Small political parties could have a big impact on the future of higher education after the general election, writes Harry Quilter-Pinner.
The May 2015 election is one of the most uncertain on record. The breakdown of the two-party system, signified by a 36 percentage point fall in the proportion of people voting for the two largest parties since the 1950s, has historically been hidden by Britain’s first-past-the-post electoral system. But, with the 2010 election failing to deliver a majority for the first time since 1974 and resulting in the first coalition since 1945, all this changed. The UK has a multi-party system now, something the 2015 election is likely to confirm as trend rather than exception. Indeed, with the Liberal Democrats predicted to lose seats, it is possible—maybe even likely—that the country will end up with a minority government reliant on smaller parties on a vote-by-vote basis or a multi-party rather than two-party coalition.

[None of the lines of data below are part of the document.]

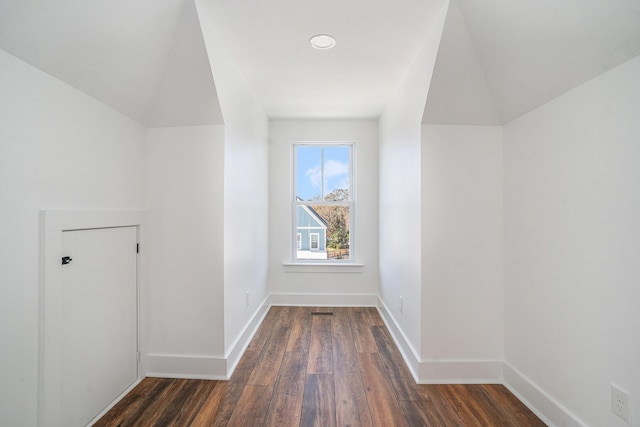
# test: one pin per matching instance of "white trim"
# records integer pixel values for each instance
(351, 203)
(440, 371)
(187, 366)
(549, 410)
(234, 354)
(52, 224)
(323, 266)
(408, 352)
(461, 372)
(115, 402)
(305, 206)
(323, 300)
(317, 248)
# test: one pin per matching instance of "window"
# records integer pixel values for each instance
(323, 202)
(315, 241)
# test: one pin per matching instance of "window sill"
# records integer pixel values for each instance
(322, 267)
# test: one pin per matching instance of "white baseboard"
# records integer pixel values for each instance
(536, 399)
(324, 300)
(242, 342)
(409, 354)
(206, 367)
(461, 372)
(440, 371)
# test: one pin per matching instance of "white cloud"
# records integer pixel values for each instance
(332, 169)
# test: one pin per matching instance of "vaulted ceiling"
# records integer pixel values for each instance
(498, 59)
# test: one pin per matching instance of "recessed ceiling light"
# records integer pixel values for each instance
(322, 41)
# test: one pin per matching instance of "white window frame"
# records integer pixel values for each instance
(351, 203)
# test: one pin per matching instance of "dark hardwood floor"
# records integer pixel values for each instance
(304, 369)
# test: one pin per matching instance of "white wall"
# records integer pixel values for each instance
(185, 195)
(462, 286)
(59, 149)
(246, 198)
(572, 245)
(339, 281)
(399, 204)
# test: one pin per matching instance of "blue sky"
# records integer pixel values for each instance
(310, 169)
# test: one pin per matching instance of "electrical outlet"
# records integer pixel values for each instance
(620, 403)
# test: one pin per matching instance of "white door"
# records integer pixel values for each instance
(99, 320)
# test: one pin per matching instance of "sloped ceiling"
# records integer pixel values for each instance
(498, 58)
(114, 51)
(458, 93)
(376, 42)
(529, 52)
(187, 94)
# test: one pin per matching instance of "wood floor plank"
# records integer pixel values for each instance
(182, 408)
(369, 385)
(460, 403)
(264, 330)
(320, 347)
(191, 401)
(245, 366)
(383, 404)
(286, 403)
(134, 403)
(373, 316)
(266, 369)
(433, 399)
(300, 330)
(161, 408)
(484, 409)
(512, 407)
(351, 403)
(211, 406)
(361, 330)
(345, 359)
(252, 406)
(228, 403)
(318, 404)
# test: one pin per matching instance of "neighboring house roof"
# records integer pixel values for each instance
(312, 212)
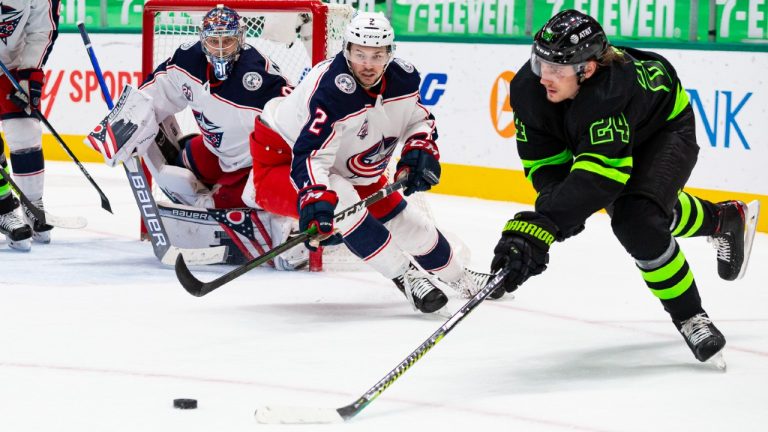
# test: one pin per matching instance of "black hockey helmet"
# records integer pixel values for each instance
(570, 38)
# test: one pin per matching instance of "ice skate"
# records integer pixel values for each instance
(471, 282)
(733, 237)
(703, 338)
(419, 290)
(41, 233)
(17, 233)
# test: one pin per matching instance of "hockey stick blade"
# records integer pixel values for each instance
(198, 288)
(67, 222)
(304, 415)
(202, 256)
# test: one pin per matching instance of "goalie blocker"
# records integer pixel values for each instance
(190, 219)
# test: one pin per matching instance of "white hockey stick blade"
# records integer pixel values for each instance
(753, 211)
(203, 256)
(718, 361)
(297, 415)
(67, 222)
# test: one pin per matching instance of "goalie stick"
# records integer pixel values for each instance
(164, 251)
(104, 201)
(199, 288)
(72, 222)
(276, 414)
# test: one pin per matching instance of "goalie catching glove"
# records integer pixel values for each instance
(316, 207)
(524, 247)
(419, 162)
(129, 128)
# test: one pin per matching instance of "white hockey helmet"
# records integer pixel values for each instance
(369, 29)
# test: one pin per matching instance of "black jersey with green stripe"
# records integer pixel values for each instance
(578, 153)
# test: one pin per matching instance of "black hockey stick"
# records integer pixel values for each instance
(36, 212)
(199, 288)
(150, 215)
(104, 201)
(272, 414)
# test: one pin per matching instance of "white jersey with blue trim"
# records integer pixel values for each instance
(336, 126)
(224, 110)
(28, 29)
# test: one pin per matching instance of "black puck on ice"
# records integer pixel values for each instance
(185, 403)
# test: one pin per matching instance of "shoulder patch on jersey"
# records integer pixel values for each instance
(252, 81)
(346, 83)
(405, 65)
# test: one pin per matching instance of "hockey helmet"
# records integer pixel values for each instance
(568, 38)
(221, 36)
(370, 29)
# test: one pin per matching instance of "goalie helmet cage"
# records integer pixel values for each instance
(295, 34)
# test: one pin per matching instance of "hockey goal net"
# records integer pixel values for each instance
(295, 34)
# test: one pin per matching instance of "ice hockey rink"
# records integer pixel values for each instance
(97, 335)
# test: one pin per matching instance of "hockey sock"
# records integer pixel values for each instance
(29, 168)
(5, 187)
(372, 242)
(671, 281)
(693, 216)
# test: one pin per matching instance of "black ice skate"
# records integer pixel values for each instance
(13, 227)
(419, 290)
(733, 237)
(41, 233)
(702, 337)
(471, 282)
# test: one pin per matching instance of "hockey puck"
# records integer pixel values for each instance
(185, 403)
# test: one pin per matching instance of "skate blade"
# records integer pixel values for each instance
(718, 361)
(753, 211)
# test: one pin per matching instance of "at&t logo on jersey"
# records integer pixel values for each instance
(373, 162)
(211, 132)
(9, 20)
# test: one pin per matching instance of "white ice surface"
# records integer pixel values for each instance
(96, 335)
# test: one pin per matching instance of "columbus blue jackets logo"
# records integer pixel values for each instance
(363, 132)
(9, 20)
(373, 162)
(346, 83)
(212, 134)
(186, 90)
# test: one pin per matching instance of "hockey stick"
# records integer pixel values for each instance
(199, 288)
(104, 201)
(161, 245)
(36, 212)
(276, 414)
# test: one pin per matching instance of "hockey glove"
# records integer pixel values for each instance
(524, 247)
(31, 82)
(419, 163)
(316, 207)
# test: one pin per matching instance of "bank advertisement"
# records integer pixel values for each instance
(467, 89)
(668, 20)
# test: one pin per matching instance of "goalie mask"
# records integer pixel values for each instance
(221, 37)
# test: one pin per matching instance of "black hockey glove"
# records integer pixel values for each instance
(31, 82)
(524, 247)
(316, 207)
(419, 162)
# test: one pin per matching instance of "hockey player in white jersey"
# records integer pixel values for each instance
(225, 82)
(28, 30)
(328, 144)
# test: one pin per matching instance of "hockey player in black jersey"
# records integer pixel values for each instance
(609, 127)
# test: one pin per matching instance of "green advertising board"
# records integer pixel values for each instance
(655, 20)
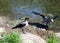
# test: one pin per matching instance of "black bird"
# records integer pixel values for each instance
(22, 25)
(38, 25)
(46, 19)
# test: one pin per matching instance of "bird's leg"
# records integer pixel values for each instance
(23, 31)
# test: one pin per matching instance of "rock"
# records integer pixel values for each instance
(31, 38)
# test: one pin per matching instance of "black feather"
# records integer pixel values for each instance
(38, 25)
(19, 26)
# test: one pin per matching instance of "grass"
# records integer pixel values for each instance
(14, 37)
(53, 39)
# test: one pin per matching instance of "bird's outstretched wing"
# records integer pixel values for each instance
(38, 25)
(19, 26)
(55, 17)
(39, 14)
(35, 13)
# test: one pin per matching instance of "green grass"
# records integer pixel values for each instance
(53, 39)
(14, 37)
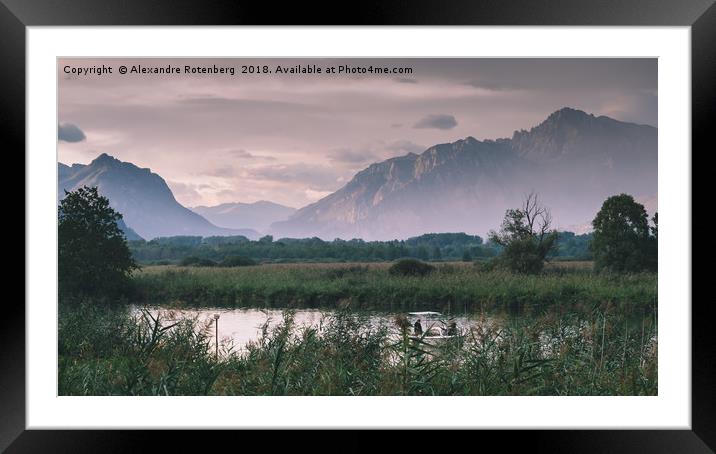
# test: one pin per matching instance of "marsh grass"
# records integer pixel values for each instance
(602, 351)
(371, 286)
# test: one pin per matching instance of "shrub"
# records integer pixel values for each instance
(196, 261)
(237, 260)
(410, 267)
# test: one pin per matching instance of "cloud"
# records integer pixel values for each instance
(223, 171)
(350, 156)
(405, 146)
(243, 154)
(316, 177)
(67, 132)
(494, 85)
(436, 121)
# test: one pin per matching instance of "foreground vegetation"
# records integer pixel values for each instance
(105, 351)
(373, 286)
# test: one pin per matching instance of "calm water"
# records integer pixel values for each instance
(240, 326)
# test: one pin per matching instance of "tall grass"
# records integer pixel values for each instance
(373, 287)
(604, 351)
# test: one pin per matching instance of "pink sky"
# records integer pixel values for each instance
(293, 139)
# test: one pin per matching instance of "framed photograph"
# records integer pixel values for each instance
(442, 218)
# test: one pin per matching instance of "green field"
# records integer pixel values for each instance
(369, 286)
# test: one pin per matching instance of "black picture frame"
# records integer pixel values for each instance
(700, 15)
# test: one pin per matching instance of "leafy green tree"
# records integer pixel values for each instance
(93, 257)
(623, 240)
(527, 237)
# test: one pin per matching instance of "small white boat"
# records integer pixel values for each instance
(434, 327)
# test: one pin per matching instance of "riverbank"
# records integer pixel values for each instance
(371, 287)
(106, 351)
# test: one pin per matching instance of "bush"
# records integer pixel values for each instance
(196, 261)
(410, 267)
(237, 260)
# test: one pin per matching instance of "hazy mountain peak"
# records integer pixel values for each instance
(105, 158)
(572, 158)
(143, 198)
(257, 215)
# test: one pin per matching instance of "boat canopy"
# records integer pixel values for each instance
(425, 314)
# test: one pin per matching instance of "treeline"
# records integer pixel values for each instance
(429, 247)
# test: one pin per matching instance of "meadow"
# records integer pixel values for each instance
(452, 286)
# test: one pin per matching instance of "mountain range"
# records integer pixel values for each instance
(258, 215)
(147, 204)
(572, 159)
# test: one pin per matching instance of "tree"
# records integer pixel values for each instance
(623, 240)
(93, 257)
(527, 237)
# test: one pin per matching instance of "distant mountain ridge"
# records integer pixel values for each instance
(574, 160)
(258, 215)
(143, 197)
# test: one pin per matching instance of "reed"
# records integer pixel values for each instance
(596, 351)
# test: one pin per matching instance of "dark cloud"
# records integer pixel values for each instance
(436, 121)
(68, 132)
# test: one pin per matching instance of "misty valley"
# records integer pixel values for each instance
(516, 266)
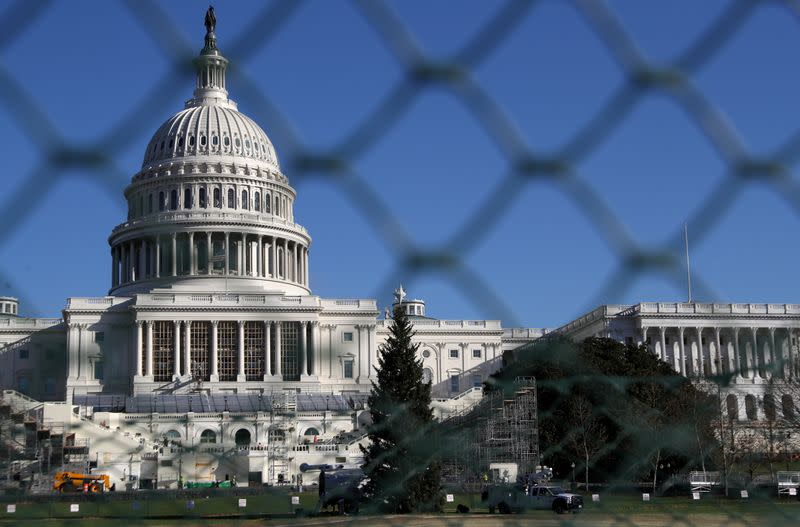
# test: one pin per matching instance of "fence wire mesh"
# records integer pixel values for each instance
(59, 157)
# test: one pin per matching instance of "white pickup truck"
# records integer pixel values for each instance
(507, 498)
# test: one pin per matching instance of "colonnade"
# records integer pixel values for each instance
(742, 352)
(266, 355)
(198, 253)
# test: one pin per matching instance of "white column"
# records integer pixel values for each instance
(286, 259)
(240, 349)
(305, 266)
(698, 365)
(134, 275)
(214, 352)
(316, 354)
(260, 257)
(360, 358)
(227, 256)
(191, 253)
(137, 338)
(267, 350)
(187, 347)
(278, 351)
(303, 351)
(142, 262)
(295, 265)
(209, 252)
(149, 348)
(174, 254)
(754, 363)
(158, 256)
(772, 364)
(177, 351)
(114, 266)
(739, 360)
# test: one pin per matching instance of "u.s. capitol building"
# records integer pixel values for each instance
(210, 336)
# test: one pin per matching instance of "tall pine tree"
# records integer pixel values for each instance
(401, 461)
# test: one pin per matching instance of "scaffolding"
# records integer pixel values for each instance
(502, 428)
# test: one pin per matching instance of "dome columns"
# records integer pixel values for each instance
(203, 254)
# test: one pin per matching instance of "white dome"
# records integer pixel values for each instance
(210, 129)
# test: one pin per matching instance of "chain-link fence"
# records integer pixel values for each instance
(59, 158)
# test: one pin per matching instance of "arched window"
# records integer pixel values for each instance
(750, 407)
(733, 407)
(173, 436)
(787, 406)
(769, 407)
(427, 376)
(242, 437)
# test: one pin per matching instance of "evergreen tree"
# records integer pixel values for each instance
(401, 460)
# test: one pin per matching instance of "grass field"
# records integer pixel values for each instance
(278, 509)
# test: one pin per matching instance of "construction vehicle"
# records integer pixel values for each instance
(514, 493)
(73, 482)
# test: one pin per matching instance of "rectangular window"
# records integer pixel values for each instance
(199, 350)
(254, 351)
(289, 350)
(163, 350)
(454, 383)
(226, 350)
(348, 369)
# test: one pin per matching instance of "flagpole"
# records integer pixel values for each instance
(688, 269)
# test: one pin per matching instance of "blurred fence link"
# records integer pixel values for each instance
(422, 71)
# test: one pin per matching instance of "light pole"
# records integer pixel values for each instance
(573, 474)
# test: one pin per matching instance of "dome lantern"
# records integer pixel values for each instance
(210, 209)
(210, 66)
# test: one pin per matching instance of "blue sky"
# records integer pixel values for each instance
(89, 65)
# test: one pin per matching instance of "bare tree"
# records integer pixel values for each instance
(587, 434)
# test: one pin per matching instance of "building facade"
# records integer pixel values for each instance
(211, 356)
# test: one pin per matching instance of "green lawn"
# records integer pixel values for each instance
(165, 509)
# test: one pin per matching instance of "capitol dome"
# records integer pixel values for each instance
(210, 209)
(212, 130)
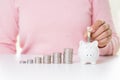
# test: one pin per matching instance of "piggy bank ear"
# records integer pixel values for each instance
(95, 43)
(81, 43)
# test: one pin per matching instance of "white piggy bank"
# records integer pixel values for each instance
(88, 52)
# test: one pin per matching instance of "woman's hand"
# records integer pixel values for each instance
(102, 33)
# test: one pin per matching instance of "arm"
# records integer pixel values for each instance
(8, 26)
(101, 11)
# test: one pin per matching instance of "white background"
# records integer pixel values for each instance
(115, 9)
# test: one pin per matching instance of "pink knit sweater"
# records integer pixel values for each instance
(47, 26)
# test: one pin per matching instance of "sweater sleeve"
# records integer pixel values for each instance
(101, 11)
(8, 26)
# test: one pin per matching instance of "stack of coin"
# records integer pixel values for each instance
(38, 60)
(68, 55)
(47, 59)
(57, 57)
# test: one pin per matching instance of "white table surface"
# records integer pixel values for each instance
(107, 68)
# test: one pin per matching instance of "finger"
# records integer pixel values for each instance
(100, 30)
(104, 41)
(97, 24)
(104, 34)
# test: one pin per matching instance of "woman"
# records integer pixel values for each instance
(47, 26)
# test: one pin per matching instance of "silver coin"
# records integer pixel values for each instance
(68, 56)
(57, 57)
(47, 59)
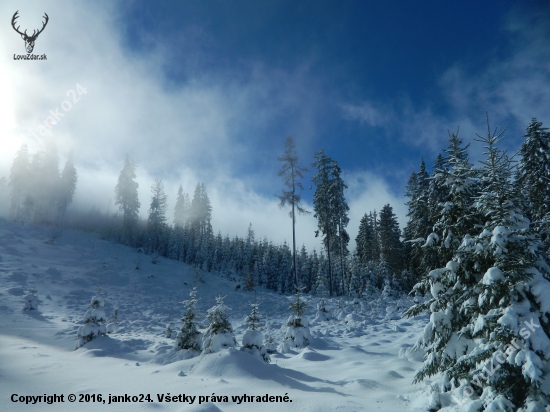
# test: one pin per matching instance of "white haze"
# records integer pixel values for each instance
(200, 131)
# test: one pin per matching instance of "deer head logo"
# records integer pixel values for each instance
(29, 40)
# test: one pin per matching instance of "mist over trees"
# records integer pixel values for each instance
(40, 193)
(442, 210)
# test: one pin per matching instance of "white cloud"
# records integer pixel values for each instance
(202, 130)
(512, 89)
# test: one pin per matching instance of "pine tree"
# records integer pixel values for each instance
(67, 187)
(391, 249)
(94, 321)
(331, 212)
(19, 180)
(489, 312)
(156, 223)
(457, 214)
(292, 172)
(297, 335)
(126, 197)
(253, 338)
(419, 225)
(219, 334)
(182, 209)
(340, 210)
(189, 337)
(533, 175)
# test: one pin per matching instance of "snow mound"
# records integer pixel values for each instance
(311, 355)
(230, 363)
(205, 407)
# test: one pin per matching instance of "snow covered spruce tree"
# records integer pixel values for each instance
(126, 197)
(297, 334)
(189, 337)
(94, 321)
(533, 175)
(331, 210)
(31, 301)
(219, 334)
(292, 173)
(112, 326)
(487, 339)
(253, 339)
(156, 238)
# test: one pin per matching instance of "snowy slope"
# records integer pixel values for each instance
(347, 367)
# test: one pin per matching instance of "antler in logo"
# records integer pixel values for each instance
(29, 40)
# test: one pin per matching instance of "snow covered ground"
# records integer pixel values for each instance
(348, 367)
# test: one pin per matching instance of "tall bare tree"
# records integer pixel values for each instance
(292, 172)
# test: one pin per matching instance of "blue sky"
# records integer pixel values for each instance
(209, 90)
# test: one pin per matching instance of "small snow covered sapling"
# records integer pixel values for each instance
(253, 338)
(189, 336)
(112, 326)
(219, 334)
(94, 321)
(297, 335)
(322, 314)
(31, 300)
(169, 330)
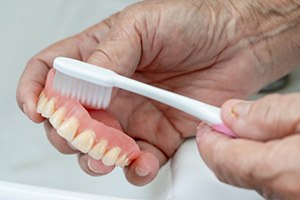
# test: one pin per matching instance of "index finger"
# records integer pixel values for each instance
(234, 161)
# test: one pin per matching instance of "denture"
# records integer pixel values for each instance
(74, 123)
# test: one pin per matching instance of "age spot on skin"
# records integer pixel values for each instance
(74, 123)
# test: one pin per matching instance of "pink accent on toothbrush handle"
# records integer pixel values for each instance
(223, 129)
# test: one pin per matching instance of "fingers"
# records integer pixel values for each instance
(234, 161)
(120, 50)
(273, 116)
(271, 168)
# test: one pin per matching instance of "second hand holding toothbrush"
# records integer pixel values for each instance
(92, 85)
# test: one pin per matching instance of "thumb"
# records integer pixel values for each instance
(273, 116)
(120, 49)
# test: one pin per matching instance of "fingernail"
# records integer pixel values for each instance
(141, 172)
(202, 129)
(25, 109)
(92, 165)
(240, 109)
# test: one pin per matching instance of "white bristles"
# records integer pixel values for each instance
(87, 93)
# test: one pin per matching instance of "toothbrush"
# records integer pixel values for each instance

If this were to occur, it would probably take one of two forms: a progressive Labour-led coalition, with the Scottish National Party, the Greens and Plaid Cymru; or a Conservative-led coalition backed up by UKIP, with the Liberal Democrats and the Unionist parties in the fulcrum position. Either would see the larger parties reliant on the support of minority parties to deliver on their pre-election policy pledges. So the policy stance of these smaller parties on all issues, including higher education, matters more than ever before.